I just took my F3 for it's maiden voyage a few nights ago. I appreciate everyone's input on the confusing "magnification settings". The fact of the matter is 32FP is still very new, a bit complicated and thus slightly confusing. Here are my initial thoughts:
-32FP IS AWESOME. IT IS WORTH THE INITIAL CONFUSION. I had a soundguy who was nice enough to offer use of his table right next to the soundboard. It was really crowded in the booth and with the crowd surrounding it so to be able to hit record, engage the hold button and just walk away was AWESOME. I didn't have to bother him or fend off other people to access the table and set my levels and so I wandered the venue for the entire show without worry. Reeaallly cool.
-It was a medium sized theater and a medium loud rock band. I decided to set the "magnification level" to x2 according to what I read here. Looking at the resulting wav file that I just transferred to my computer, I thought it was a bit low, BUT I ran my at853Rx's and I think the output of those is a bit low. Next time for a similar venue/band I will try x4 and report my findings. There is a free classical concert in the park this evening that I'd like to try my CM4's > F3 and I plan on trying magnification level x8. I will also report my findings if I'm able to get out there tonight.
-Thank you to Voltronic for looking at the actual manual and reporting the BLOCK DIAGRAM puts the magnification setting AFTER THE ADC's. I believe this confirms we are NOT affecting the actual gain stages before the (2) ADC's. WHATEVER the magnification settings are, we are not affecting the gain before the analog signal hits the ADC's.

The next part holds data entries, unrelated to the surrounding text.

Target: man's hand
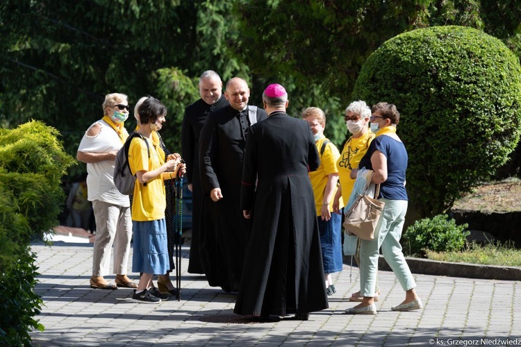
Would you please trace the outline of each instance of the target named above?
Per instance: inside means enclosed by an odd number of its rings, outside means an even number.
[[[212,191],[210,192],[210,197],[215,203],[221,200],[222,198],[222,193],[221,193],[221,188],[213,188]]]

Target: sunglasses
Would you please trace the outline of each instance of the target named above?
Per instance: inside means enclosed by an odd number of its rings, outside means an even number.
[[[119,108],[120,110],[126,110],[127,111],[130,110],[130,108],[128,105],[123,105],[122,103],[118,103],[117,105],[114,105],[115,108]]]
[[[348,116],[347,115],[345,116],[344,116],[344,120],[346,121],[358,121],[362,117],[361,117],[360,116],[357,116],[356,115],[351,116],[351,117],[349,117],[349,116]]]

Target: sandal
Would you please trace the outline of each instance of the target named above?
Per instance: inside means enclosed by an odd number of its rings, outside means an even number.
[[[100,283],[99,282],[95,282],[92,278],[90,279],[90,287],[93,289],[109,289],[109,290],[115,290],[117,289],[117,287],[116,287],[114,285],[112,285],[110,283]]]
[[[328,296],[336,293],[336,289],[335,288],[334,285],[331,285],[326,288],[326,293],[327,293]]]
[[[378,292],[374,293],[374,296],[373,297],[373,300],[376,302],[378,301],[379,299],[380,296],[380,290],[379,289]],[[351,294],[351,297],[348,299],[349,301],[356,301],[357,303],[361,303],[363,301],[363,296],[361,296],[360,295],[360,291],[357,291],[356,293],[353,293]]]

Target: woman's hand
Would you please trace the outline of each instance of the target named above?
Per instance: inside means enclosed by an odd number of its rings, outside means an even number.
[[[329,212],[329,205],[323,205],[320,211],[322,221],[328,221],[331,219],[331,212]]]

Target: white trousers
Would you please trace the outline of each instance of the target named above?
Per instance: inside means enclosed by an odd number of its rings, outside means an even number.
[[[407,291],[416,287],[400,244],[408,202],[386,198],[379,200],[384,201],[386,205],[374,230],[374,239],[361,240],[360,246],[360,287],[363,296],[374,295],[380,247],[402,288]]]
[[[132,239],[130,207],[92,201],[96,219],[96,239],[92,255],[92,276],[108,275],[110,251],[114,244],[113,273],[126,275]]]

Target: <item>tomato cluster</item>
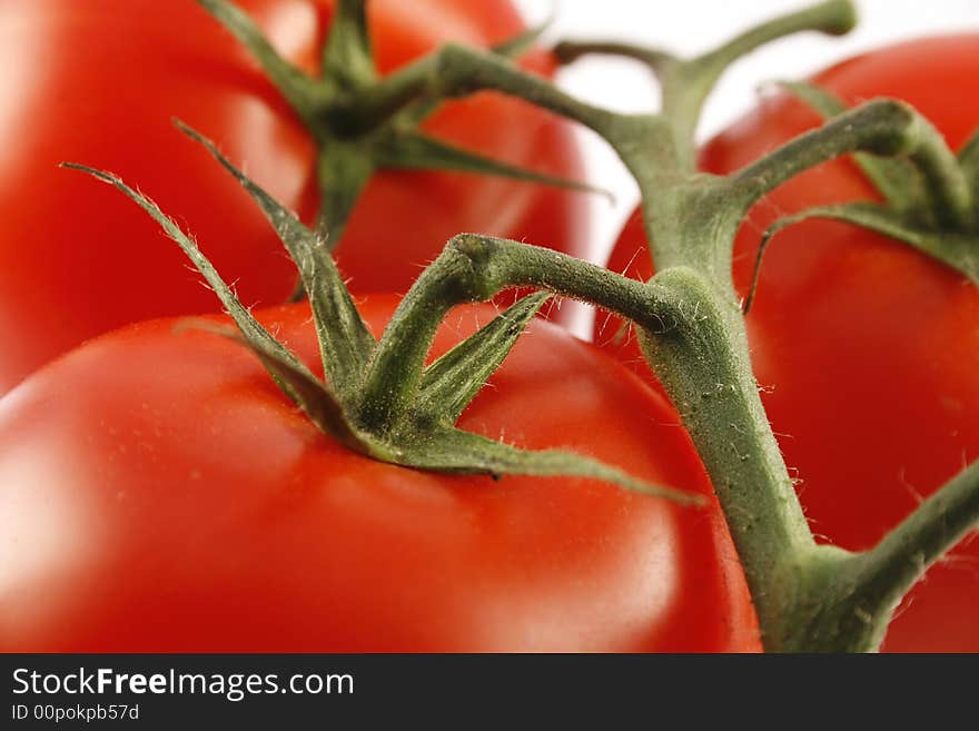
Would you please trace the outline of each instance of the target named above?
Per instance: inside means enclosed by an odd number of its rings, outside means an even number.
[[[238,4],[315,71],[334,2]],[[374,0],[369,26],[383,73],[448,40],[487,47],[522,30],[508,0]],[[212,293],[142,211],[57,169],[80,161],[138,184],[186,221],[246,305],[283,303],[296,274],[281,244],[170,121],[218,140],[314,216],[315,144],[236,41],[194,0],[166,12],[152,0],[6,3],[0,39],[20,60],[0,77],[0,129],[18,140],[0,154],[0,393],[22,381],[0,398],[0,651],[762,649],[710,480],[635,343],[611,337],[614,322],[600,316],[595,346],[535,320],[458,425],[596,457],[705,507],[355,454],[240,344],[176,327],[172,316],[214,313]],[[897,46],[815,82],[849,103],[906,99],[957,148],[979,124],[977,49],[977,36]],[[524,63],[553,71],[543,52]],[[736,170],[818,124],[789,96],[767,99],[701,164]],[[581,171],[566,122],[498,95],[445,103],[426,131],[527,169]],[[742,227],[739,290],[777,217],[874,197],[846,160],[780,188]],[[451,236],[583,255],[584,210],[580,194],[513,179],[382,171],[336,259],[379,335]],[[645,248],[633,217],[609,267],[649,278]],[[495,314],[453,310],[433,357]],[[323,376],[308,305],[258,318]],[[977,323],[975,286],[904,245],[833,223],[777,240],[748,317],[752,359],[827,542],[872,545],[979,456]],[[966,546],[928,573],[887,649],[979,650],[975,557]]]
[[[913,105],[957,150],[979,126],[979,36],[906,42],[852,58],[813,79],[852,106],[874,97]],[[950,103],[949,99],[956,99]],[[701,155],[738,170],[820,118],[788,93],[767,98]],[[760,201],[735,245],[748,295],[762,233],[814,206],[874,200],[851,160],[835,160]],[[609,267],[652,275],[636,213]],[[849,224],[810,220],[781,233],[761,264],[748,315],[762,401],[814,531],[851,550],[872,546],[923,496],[979,456],[979,292],[909,246]],[[599,319],[595,339],[649,381],[635,340]],[[893,651],[979,651],[977,547],[933,566],[906,599],[884,642]]]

-Now, the nerd/ scientist in me (and I'm guessing most of us) are wondering if the magnfication settings are affecting the 1's and 0's COMING OUT of the ADC. Is it the equivalent of (digital) gain being added to the file and thus changing the 1's and 0's? I honestly don't know and I still want to figure that out. But I think I can safely agree with what others have already said in that it's not a huge deal. I just performed the following test in my living room:
Using my F3, I recorded the exact same song in my living room but each time at different magnification settings. I started at x1, then x2, x4, x8, x16 etc etc all the way up to x1024! (it keeps doubling each time, for a total of 11 different magnification settings). After the 11th recording (at x1024) I cranked the volume of my stereo and recorded a 12th file (still at x1024) to really get those wav peaks flattened out to what we NORMALLY would consider clipping. I transferred all 12 different recordings of the exact same song, and placed them in Reaper. Below is a pic of the different wav files in a multi track setting. You can't see all 12 but you can clearly see how they actually get louder, confirming what others have said about it affecting how the final waveform APPEARS in a software setting.
Now listening to that 12th and final track, that APPEARS to be clipping, the track meters in Reaper are showing the red (actually pink) clipping indicators. Reaper was actually AUTOMUTING the track because it's technically so far over 0dB that it's engaging the AUTOMUTE feature to protect your speakers. What I could hear before the AUTOMUTE feature engaged did NOT sound like clipping. Then I opened that 12th track in Audacity and reduced the gain -20dB and reopened it in Reaper. It looked normal (see the 2nd pic below), and surprisingly sounded normal. There was ZERO distortion, clicks/pops or any negative audible artifacts that I could hear in playback. It is my initial belief this is because of the 1500dB (? plz correct) range of 32FP data (or gain range, plz correct) available that others have talked about. I still don't completely understand this but am simply accepting it for now, haha.
This tells me you cannot ruin a recording by mis-applying the magnification settings. With that being said, obviously don't test this by recording an important concert at x1024. I think we should all post our experiences with the magnification setting for the type of concert and how close it was to ideal "levels" and perhaps just accept the results haha. We'll then let the true audio engineers worry about the details.